Three ecoregions were selected for RT modeling to examine how model results are affected when applied at a different spatial scale. The ecoregions were the Central Irregular Plains, the Western Corn Belt Plains, and the Ozark Highlands. Results generally supported the use of global models, while at the same time indicating the need for more locally determined models in particular situations.
Regarding model preference for short-term or long-term average VPM values, results showed that longer temporal window averages produced slightly higher R2 than shorter temporal window averages when ‘TotN’ and ‘PrpSensF’ were considered. For
‘InvFmRch’, there was no clear preference for temporal window size.
In an effort to derive a robust model suitable for use in classification, trees were grown using only the top performing dynamic predictors.
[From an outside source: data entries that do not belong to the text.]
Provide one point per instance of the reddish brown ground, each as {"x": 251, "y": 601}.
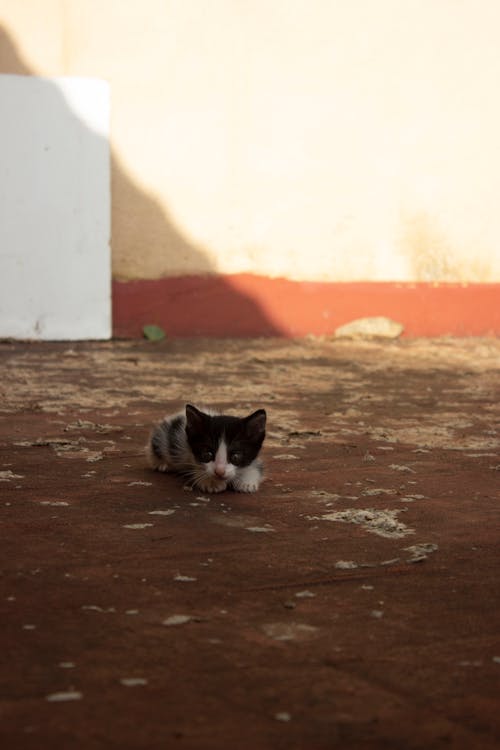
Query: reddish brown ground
{"x": 301, "y": 630}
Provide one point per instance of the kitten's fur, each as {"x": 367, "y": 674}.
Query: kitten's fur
{"x": 212, "y": 451}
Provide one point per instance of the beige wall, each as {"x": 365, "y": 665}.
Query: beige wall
{"x": 312, "y": 139}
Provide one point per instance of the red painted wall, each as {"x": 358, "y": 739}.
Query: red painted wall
{"x": 246, "y": 305}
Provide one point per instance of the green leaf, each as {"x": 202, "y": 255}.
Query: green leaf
{"x": 153, "y": 333}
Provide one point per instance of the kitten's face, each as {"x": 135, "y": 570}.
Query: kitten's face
{"x": 224, "y": 444}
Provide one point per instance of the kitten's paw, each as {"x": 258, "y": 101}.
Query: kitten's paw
{"x": 251, "y": 485}
{"x": 211, "y": 484}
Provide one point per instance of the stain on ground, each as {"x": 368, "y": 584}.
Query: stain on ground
{"x": 353, "y": 602}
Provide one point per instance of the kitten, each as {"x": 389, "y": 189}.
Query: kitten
{"x": 212, "y": 451}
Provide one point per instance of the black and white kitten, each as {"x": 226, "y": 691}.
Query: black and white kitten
{"x": 212, "y": 451}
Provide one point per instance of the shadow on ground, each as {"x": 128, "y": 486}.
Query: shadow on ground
{"x": 351, "y": 603}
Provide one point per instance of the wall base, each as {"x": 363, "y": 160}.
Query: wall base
{"x": 245, "y": 305}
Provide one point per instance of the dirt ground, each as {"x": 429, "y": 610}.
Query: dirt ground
{"x": 352, "y": 603}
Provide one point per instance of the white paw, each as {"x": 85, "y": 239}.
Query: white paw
{"x": 246, "y": 486}
{"x": 211, "y": 485}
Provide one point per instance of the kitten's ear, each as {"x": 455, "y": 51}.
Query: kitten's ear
{"x": 256, "y": 423}
{"x": 194, "y": 417}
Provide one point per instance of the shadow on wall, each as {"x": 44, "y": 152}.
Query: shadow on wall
{"x": 206, "y": 304}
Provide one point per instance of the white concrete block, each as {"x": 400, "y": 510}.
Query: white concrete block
{"x": 55, "y": 267}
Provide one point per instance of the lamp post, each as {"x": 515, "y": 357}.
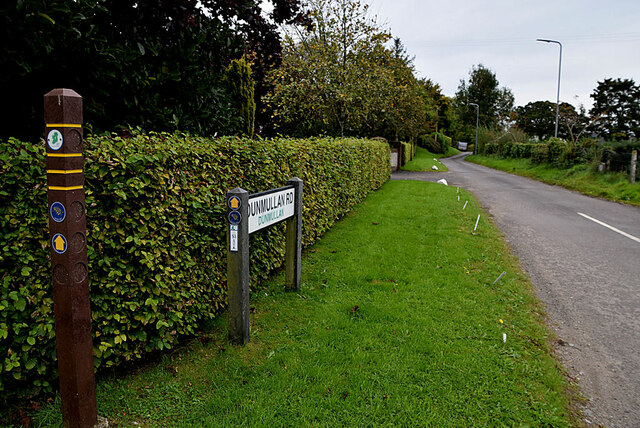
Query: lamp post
{"x": 475, "y": 147}
{"x": 559, "y": 70}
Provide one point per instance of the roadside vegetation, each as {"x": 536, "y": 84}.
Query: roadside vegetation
{"x": 399, "y": 322}
{"x": 585, "y": 179}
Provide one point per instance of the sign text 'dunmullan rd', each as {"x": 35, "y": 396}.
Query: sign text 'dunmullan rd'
{"x": 270, "y": 208}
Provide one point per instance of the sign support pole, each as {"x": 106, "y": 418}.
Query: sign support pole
{"x": 69, "y": 266}
{"x": 238, "y": 265}
{"x": 293, "y": 261}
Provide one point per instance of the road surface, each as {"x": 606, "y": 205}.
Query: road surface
{"x": 583, "y": 256}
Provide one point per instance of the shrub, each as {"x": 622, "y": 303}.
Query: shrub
{"x": 559, "y": 153}
{"x": 508, "y": 149}
{"x": 241, "y": 88}
{"x": 155, "y": 236}
{"x": 427, "y": 142}
{"x": 539, "y": 153}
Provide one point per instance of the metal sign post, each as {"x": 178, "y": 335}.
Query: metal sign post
{"x": 69, "y": 267}
{"x": 247, "y": 214}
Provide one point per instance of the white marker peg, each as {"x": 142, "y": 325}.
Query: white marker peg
{"x": 501, "y": 275}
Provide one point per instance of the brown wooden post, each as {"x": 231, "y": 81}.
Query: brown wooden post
{"x": 293, "y": 249}
{"x": 69, "y": 267}
{"x": 238, "y": 265}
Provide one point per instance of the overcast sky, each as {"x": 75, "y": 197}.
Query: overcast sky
{"x": 601, "y": 39}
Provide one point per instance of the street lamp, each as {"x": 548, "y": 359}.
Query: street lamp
{"x": 559, "y": 70}
{"x": 475, "y": 147}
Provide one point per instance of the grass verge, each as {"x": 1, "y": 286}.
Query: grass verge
{"x": 424, "y": 160}
{"x": 582, "y": 178}
{"x": 398, "y": 323}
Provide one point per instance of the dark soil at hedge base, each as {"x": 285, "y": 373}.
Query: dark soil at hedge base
{"x": 156, "y": 236}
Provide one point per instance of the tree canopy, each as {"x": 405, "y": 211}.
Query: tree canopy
{"x": 617, "y": 103}
{"x": 495, "y": 102}
{"x": 154, "y": 64}
{"x": 340, "y": 78}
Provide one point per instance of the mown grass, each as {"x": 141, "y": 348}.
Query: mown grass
{"x": 424, "y": 160}
{"x": 398, "y": 324}
{"x": 582, "y": 178}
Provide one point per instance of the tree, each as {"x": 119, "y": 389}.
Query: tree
{"x": 437, "y": 105}
{"x": 339, "y": 78}
{"x": 155, "y": 64}
{"x": 617, "y": 103}
{"x": 483, "y": 88}
{"x": 241, "y": 87}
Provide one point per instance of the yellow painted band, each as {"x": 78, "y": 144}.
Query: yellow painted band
{"x": 65, "y": 188}
{"x": 63, "y": 171}
{"x": 64, "y": 155}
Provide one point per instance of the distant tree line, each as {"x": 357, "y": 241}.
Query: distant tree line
{"x": 615, "y": 114}
{"x": 159, "y": 65}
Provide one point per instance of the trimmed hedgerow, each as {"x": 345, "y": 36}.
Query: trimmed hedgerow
{"x": 156, "y": 236}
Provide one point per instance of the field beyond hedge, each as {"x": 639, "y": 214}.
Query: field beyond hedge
{"x": 614, "y": 186}
{"x": 156, "y": 236}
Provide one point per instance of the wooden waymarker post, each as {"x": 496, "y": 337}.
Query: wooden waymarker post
{"x": 247, "y": 214}
{"x": 69, "y": 267}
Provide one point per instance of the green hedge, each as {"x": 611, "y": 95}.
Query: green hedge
{"x": 156, "y": 236}
{"x": 429, "y": 142}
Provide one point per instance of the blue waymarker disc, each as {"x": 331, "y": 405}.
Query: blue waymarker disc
{"x": 235, "y": 217}
{"x": 57, "y": 212}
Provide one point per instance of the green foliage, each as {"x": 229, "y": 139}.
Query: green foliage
{"x": 156, "y": 65}
{"x": 559, "y": 152}
{"x": 155, "y": 236}
{"x": 397, "y": 324}
{"x": 408, "y": 152}
{"x": 241, "y": 89}
{"x": 424, "y": 161}
{"x": 616, "y": 103}
{"x": 435, "y": 142}
{"x": 339, "y": 78}
{"x": 583, "y": 178}
{"x": 539, "y": 153}
{"x": 495, "y": 102}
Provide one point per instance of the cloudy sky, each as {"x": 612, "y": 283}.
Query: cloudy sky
{"x": 601, "y": 39}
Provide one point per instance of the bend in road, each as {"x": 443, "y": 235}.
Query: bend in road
{"x": 585, "y": 271}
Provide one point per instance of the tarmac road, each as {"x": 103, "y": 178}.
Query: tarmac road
{"x": 586, "y": 273}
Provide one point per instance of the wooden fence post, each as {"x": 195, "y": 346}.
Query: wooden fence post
{"x": 238, "y": 265}
{"x": 69, "y": 266}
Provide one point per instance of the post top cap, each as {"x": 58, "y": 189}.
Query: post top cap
{"x": 63, "y": 92}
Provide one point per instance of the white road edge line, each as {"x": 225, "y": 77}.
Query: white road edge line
{"x": 601, "y": 223}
Using these restricted variable sets, the largest common tree form observed across different data subset evaluations was identified as the final model. In terms of performance, the resultant robust models were 70- 80 percent as effective as their unconstrained counterparts (‘TotN’ R2 ~ 0.42, ‘PrpSensF’ R2 ~ 0.39, ‘InvFmRch’ R2 ~ 0.48).
This work concludes with an application of the ‘PrpSensF’ model to all stream points within a watershed in southeastern Kansas. The application provides an example of a stream trace map in which each point in the stream network within the watershed is “predicted” using the final model from the regression tree analysis.
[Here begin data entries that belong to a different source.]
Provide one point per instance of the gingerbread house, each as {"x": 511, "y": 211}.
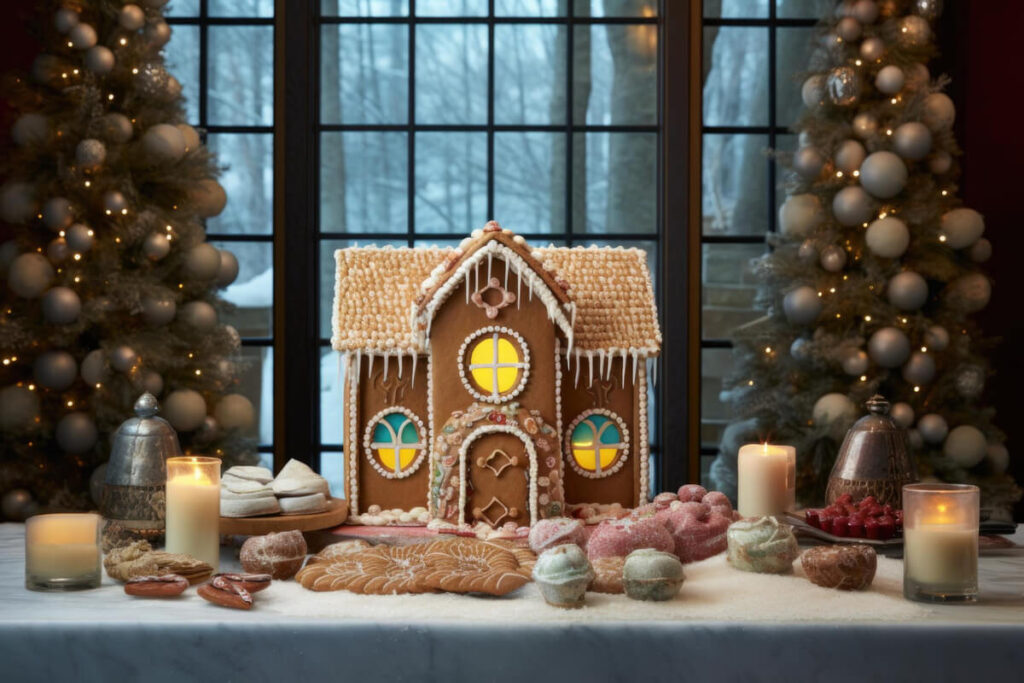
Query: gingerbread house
{"x": 494, "y": 383}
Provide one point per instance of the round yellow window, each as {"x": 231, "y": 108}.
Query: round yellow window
{"x": 497, "y": 365}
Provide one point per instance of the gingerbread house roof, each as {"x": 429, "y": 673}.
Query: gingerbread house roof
{"x": 601, "y": 297}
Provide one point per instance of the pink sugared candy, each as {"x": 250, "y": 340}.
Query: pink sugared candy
{"x": 550, "y": 532}
{"x": 697, "y": 522}
{"x": 691, "y": 492}
{"x": 619, "y": 538}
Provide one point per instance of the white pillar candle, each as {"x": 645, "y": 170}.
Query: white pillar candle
{"x": 193, "y": 524}
{"x": 940, "y": 542}
{"x": 767, "y": 478}
{"x": 61, "y": 551}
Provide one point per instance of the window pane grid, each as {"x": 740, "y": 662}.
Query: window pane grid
{"x": 256, "y": 351}
{"x": 414, "y": 232}
{"x": 770, "y": 132}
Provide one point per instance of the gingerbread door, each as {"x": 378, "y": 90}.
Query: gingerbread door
{"x": 498, "y": 480}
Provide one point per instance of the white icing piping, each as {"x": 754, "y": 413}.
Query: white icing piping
{"x": 491, "y": 249}
{"x": 430, "y": 438}
{"x": 560, "y": 492}
{"x": 643, "y": 446}
{"x": 530, "y": 451}
{"x": 351, "y": 438}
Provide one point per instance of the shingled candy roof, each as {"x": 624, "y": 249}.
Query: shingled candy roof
{"x": 379, "y": 292}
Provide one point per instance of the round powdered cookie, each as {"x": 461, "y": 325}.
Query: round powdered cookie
{"x": 468, "y": 565}
{"x": 337, "y": 551}
{"x": 607, "y": 574}
{"x": 378, "y": 570}
{"x": 845, "y": 567}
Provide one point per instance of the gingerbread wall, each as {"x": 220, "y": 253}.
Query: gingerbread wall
{"x": 375, "y": 393}
{"x": 610, "y": 394}
{"x": 455, "y": 321}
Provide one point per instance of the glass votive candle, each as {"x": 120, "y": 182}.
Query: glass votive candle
{"x": 940, "y": 542}
{"x": 193, "y": 518}
{"x": 61, "y": 552}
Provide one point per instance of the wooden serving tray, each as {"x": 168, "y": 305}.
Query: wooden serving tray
{"x": 336, "y": 513}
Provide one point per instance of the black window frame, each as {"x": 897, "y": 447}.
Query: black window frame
{"x": 202, "y": 22}
{"x": 772, "y": 130}
{"x": 297, "y": 342}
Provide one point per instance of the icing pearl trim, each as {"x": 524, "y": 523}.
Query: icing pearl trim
{"x": 422, "y": 323}
{"x": 643, "y": 449}
{"x": 421, "y": 445}
{"x": 463, "y": 363}
{"x": 624, "y": 452}
{"x": 530, "y": 451}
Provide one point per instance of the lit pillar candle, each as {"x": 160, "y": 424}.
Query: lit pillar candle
{"x": 766, "y": 479}
{"x": 193, "y": 524}
{"x": 61, "y": 552}
{"x": 940, "y": 542}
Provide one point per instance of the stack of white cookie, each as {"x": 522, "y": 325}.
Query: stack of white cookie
{"x": 299, "y": 489}
{"x": 245, "y": 492}
{"x": 251, "y": 492}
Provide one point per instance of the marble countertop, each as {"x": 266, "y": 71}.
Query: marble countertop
{"x": 724, "y": 622}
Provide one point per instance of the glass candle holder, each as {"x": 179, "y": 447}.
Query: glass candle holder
{"x": 766, "y": 479}
{"x": 193, "y": 519}
{"x": 61, "y": 552}
{"x": 940, "y": 542}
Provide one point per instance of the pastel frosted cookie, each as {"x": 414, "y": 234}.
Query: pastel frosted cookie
{"x": 550, "y": 532}
{"x": 607, "y": 575}
{"x": 843, "y": 567}
{"x": 302, "y": 505}
{"x": 652, "y": 574}
{"x": 562, "y": 573}
{"x": 258, "y": 474}
{"x": 763, "y": 546}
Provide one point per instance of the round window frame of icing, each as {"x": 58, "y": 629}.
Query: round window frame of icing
{"x": 467, "y": 382}
{"x": 372, "y": 458}
{"x": 624, "y": 455}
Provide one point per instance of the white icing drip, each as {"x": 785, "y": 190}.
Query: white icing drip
{"x": 518, "y": 288}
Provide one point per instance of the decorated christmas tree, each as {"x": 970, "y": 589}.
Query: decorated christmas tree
{"x": 108, "y": 287}
{"x": 876, "y": 269}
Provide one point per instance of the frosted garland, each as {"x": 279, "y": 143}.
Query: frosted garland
{"x": 530, "y": 451}
{"x": 462, "y": 363}
{"x": 534, "y": 281}
{"x": 422, "y": 446}
{"x": 624, "y": 432}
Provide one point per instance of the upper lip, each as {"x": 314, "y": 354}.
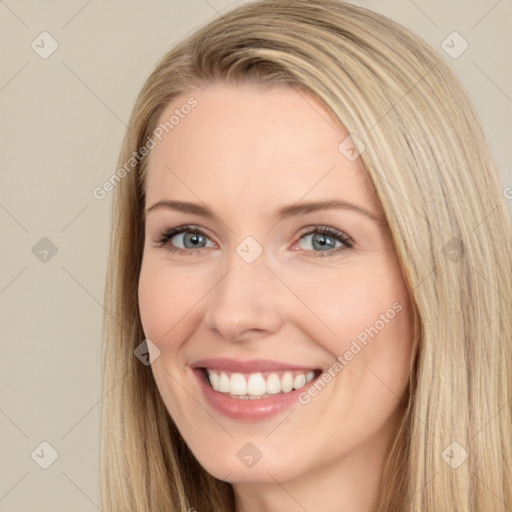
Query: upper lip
{"x": 248, "y": 365}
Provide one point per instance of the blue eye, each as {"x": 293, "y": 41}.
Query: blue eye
{"x": 323, "y": 239}
{"x": 319, "y": 241}
{"x": 185, "y": 237}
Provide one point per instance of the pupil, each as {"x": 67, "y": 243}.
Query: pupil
{"x": 193, "y": 238}
{"x": 324, "y": 242}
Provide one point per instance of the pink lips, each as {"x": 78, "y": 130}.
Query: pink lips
{"x": 246, "y": 410}
{"x": 249, "y": 366}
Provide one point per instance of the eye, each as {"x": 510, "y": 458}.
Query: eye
{"x": 326, "y": 240}
{"x": 184, "y": 238}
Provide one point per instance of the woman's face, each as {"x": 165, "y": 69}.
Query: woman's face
{"x": 281, "y": 269}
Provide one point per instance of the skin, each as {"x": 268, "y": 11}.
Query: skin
{"x": 245, "y": 152}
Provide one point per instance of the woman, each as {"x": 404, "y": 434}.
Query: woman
{"x": 309, "y": 287}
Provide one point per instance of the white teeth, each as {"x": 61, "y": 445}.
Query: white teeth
{"x": 238, "y": 384}
{"x": 254, "y": 385}
{"x": 287, "y": 382}
{"x": 215, "y": 381}
{"x": 223, "y": 383}
{"x": 273, "y": 384}
{"x": 299, "y": 381}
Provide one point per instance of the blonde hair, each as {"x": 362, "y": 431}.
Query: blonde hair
{"x": 431, "y": 167}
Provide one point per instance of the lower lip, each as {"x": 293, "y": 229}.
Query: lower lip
{"x": 247, "y": 409}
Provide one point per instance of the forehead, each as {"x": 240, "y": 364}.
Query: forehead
{"x": 253, "y": 147}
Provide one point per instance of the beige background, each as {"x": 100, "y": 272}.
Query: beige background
{"x": 62, "y": 122}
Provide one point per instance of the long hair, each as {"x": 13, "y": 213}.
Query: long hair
{"x": 432, "y": 170}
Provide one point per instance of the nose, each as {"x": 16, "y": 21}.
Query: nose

VPMs are dynamic landscape predictors that explained 30-50% of the variance in the three response variables. VPMs are generally better at predicting the response variables than land use/land cover and other commonly used landscape predictors. Although VPMs are correlated with land cover (e.g., percent cropland), they contain additional information such as vegetation condition and cropping practice. It is this information that may contribute to the stronger predictor/response relationships. The strength of the predictor/response relationship was stronger when the entire watershed was considered. The strength of the relationship was often stronger for larger watersheds. Using regression tree modeling, VPMs can be used to rank order (classify) watershed response conditions.